Эдуард раскрыл объёмную сумку в которой лежали водка, вино и деликатесы.

– Вот, моя, так сказать, доля. И подарок вам.

От вина и замечательного настроения Людмила порозовела, расслабилась.

Всё было как нельзя лучше: никакой неловкости.

С Эдиком было настолько легко, словно они были знакомы целую вечность.

Незаметно за разговорами минула полночь. Мужчина непринуждённо, пространно и интересно  рассказывал о себе, о друзьях, о работе, словно не думал покидать эту квартиру.

Он не был пьян, не лез с вольностями, не говорил банальностей.

– Я так рад, что ты мне позвонила. Давно так не отдыхал.
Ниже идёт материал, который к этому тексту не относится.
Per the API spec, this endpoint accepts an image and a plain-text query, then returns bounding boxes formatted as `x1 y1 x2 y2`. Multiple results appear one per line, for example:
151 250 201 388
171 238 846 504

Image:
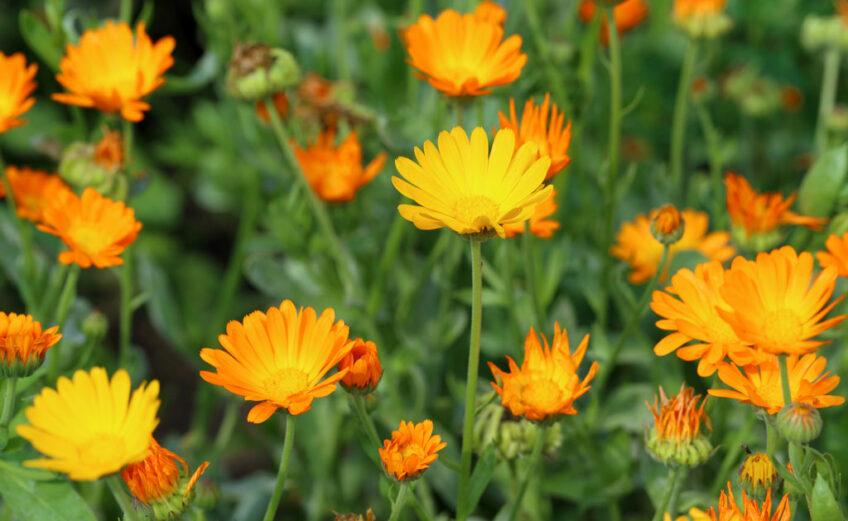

Ты прелесть, –  вдруг сказал Эдуард, поглаживая Люсину руку.

– Как думаешь – мне не пора?

Утром утомлённые любовники как семейная пара пили чай с пирожными, облизывали друг другу крем с губ, непринуждённо ворковали, смеялись, обнимались. Потом темпераментно, со вкусом кувыркались в кровати.

Около двенадцати дня Эдуард прижал к груди окончательно размякшую, поверившую в возможное счастье Людмилу, –  мне пора, дорогая. Встреча с коллегой. Я обещал, извини.